# Probability of rolling a five and a prime pair of six sided dice

This is a silly question, but I can't quite put my finger on where my reasoning is wrong.

Given a pair of 6 sided dice, what is the probability of rolling a 5 and a prime?

My reasoning:

Probability of rolling a five = 1/6

Probability of rolling a prime = 3/6

Probability of first rolling a five and then a prime = 1/6*3/6 = 3/36

Probability of first rolling a prime and then a five = 3/6*1/6 = 3/36

Probability of rolling of rolling a five and a prime = 3/36+3/36 = 6/36

I think where my answer is wrong is that 5 is a prime itself and rolling (5,5) is double counted here.

Is there a better way of doing this type of problem to avoid making these mistakes in the future?

Thank you very much

• The probabilities "rolling a five" and "rolling a prime" are not independent, so you cant express it like a multiplication. May 22 '16 at 17:41
• You are right that (5, 5) is doubled counted. You need to have disjoint sets in order to sum their probabilities. Otherwise, $P(A\cup B)=P(A)+P(B)-P(A\cap B)$. May 22 '16 at 17:41
• You should learn inclusion-exclusion principle, and when you are breaking down the union of events, you will always need to consider the intersection in between to avoid double count issue. Only when you are dealing with disjoint / mutually exclusive events you have a simpler sum.
– BGM
May 22 '16 at 17:42
• Your analysis is correct. We can either remove the double counting by subtracting $\frac{1}{36}$, or treat $5$ as special, so $(2,5)$, $(3,5)$, $(5,2)$, $(5,3)$, $(5,5)$. I don't like the wording, since one could argue that if we got say $(4,5)$ one has rolled a $5$ and a prime.
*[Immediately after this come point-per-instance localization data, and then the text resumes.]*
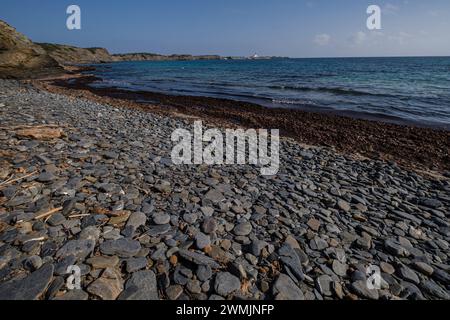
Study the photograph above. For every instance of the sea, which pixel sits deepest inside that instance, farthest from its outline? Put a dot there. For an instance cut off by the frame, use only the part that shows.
(411, 90)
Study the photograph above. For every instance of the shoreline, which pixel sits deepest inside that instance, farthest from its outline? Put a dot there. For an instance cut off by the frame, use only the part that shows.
(87, 180)
(417, 148)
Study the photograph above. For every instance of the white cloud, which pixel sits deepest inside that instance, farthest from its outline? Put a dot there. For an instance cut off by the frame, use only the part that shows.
(401, 38)
(322, 39)
(390, 8)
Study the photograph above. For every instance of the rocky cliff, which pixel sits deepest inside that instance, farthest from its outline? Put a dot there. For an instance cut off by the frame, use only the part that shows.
(21, 58)
(73, 55)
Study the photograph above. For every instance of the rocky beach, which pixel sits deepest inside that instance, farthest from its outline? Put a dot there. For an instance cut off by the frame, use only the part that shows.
(88, 181)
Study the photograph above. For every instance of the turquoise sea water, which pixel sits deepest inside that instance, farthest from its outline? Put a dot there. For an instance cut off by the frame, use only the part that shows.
(406, 89)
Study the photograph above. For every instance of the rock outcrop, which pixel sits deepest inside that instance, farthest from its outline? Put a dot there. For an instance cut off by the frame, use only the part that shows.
(21, 58)
(65, 54)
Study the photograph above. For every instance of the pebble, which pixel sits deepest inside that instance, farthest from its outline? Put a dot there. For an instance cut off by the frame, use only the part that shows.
(285, 289)
(225, 284)
(243, 229)
(124, 248)
(202, 240)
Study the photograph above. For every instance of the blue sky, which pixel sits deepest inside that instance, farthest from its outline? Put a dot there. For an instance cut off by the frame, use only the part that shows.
(295, 28)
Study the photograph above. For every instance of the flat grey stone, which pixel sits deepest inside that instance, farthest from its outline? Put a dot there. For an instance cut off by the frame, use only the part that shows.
(79, 248)
(225, 283)
(29, 288)
(286, 289)
(141, 286)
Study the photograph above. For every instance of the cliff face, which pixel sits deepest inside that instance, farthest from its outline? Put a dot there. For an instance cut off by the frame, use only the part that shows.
(73, 55)
(21, 58)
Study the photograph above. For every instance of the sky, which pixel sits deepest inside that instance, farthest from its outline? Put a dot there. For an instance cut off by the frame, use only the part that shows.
(294, 28)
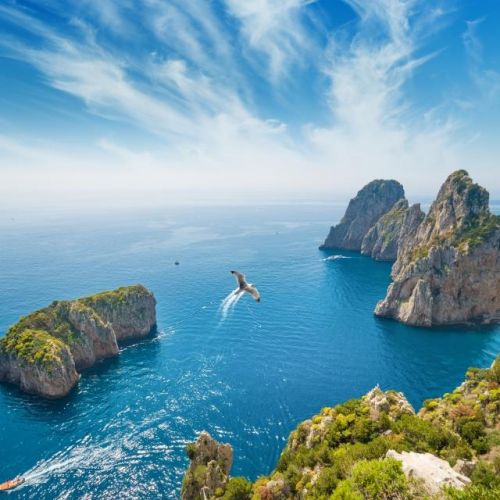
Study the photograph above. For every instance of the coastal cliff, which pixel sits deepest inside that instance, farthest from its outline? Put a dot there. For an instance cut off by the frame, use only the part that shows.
(448, 269)
(376, 447)
(45, 350)
(363, 212)
(384, 239)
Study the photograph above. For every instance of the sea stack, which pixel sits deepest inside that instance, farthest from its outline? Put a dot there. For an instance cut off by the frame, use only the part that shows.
(208, 473)
(45, 350)
(363, 212)
(448, 268)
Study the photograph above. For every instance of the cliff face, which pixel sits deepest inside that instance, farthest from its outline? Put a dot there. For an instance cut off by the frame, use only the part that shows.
(44, 350)
(448, 269)
(363, 211)
(384, 238)
(376, 447)
(209, 468)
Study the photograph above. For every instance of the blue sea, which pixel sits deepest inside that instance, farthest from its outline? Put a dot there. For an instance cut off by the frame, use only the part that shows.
(247, 373)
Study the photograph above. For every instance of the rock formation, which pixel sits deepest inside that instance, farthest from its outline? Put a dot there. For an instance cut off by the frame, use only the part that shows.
(434, 472)
(374, 447)
(448, 270)
(45, 350)
(209, 468)
(363, 211)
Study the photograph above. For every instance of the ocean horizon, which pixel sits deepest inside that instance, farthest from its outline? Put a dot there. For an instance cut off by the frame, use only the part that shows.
(248, 373)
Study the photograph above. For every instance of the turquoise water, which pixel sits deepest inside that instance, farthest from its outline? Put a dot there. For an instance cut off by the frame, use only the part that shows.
(248, 378)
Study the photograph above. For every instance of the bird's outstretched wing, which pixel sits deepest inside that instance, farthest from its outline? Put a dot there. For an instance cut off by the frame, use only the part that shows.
(253, 292)
(240, 278)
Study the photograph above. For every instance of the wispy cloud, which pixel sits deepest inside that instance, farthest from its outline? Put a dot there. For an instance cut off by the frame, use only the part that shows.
(190, 87)
(276, 30)
(487, 79)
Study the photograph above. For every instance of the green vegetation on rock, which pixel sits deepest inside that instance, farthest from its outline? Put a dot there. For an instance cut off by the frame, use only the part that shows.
(40, 337)
(33, 346)
(114, 297)
(341, 452)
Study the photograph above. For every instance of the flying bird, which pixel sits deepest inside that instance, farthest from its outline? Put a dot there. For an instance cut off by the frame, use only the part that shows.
(245, 287)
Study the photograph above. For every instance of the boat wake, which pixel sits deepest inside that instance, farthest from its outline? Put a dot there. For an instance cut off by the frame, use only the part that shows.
(336, 257)
(228, 304)
(77, 457)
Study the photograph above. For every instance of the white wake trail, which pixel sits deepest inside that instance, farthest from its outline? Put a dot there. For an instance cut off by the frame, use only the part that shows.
(229, 302)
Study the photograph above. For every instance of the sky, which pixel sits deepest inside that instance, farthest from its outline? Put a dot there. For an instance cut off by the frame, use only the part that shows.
(228, 99)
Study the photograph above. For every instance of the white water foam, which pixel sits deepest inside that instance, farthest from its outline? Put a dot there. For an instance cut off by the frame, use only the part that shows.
(336, 257)
(229, 302)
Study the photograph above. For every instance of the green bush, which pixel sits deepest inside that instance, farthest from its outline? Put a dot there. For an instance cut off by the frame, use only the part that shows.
(485, 475)
(238, 488)
(191, 450)
(375, 480)
(473, 493)
(471, 430)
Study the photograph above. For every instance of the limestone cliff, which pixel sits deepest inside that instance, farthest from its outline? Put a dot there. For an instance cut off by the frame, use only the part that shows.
(391, 230)
(363, 211)
(373, 448)
(209, 468)
(448, 270)
(44, 351)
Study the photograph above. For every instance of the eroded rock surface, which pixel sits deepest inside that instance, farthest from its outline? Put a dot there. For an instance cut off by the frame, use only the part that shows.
(363, 211)
(434, 472)
(448, 270)
(44, 351)
(209, 468)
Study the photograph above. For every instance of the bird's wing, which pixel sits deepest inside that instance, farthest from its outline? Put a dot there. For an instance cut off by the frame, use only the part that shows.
(240, 278)
(253, 292)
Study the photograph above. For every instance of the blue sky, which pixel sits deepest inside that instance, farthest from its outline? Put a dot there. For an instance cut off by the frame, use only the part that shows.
(231, 97)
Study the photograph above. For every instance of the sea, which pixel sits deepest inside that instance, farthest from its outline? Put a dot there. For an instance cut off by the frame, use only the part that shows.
(246, 372)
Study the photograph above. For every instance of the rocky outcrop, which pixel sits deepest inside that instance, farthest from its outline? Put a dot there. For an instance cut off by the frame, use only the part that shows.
(384, 238)
(433, 472)
(363, 211)
(393, 404)
(374, 447)
(43, 365)
(44, 351)
(208, 473)
(448, 270)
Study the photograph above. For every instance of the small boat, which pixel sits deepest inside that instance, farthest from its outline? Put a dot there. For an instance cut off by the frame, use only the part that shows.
(13, 483)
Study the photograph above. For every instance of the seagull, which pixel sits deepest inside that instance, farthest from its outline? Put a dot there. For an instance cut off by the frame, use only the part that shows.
(245, 287)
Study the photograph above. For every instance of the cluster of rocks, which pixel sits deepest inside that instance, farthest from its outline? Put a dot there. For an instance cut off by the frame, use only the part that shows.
(374, 220)
(447, 263)
(433, 472)
(45, 351)
(208, 473)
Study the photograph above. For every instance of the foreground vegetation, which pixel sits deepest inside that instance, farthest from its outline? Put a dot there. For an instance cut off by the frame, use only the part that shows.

May 22 '16 at 17:43

This is simply a matter of writing explicitly what are the outcomes which satisfy the condition: they are exactly the pairs $$(5,5),(5,3),(5,2),(3,5),(2,5).$$ (You have always to obtain the 5 and the other number must be a prime, i.e. 2,3 or 5). So there are 5 possibilities out of 36. By the way, your final comment is the right explanation.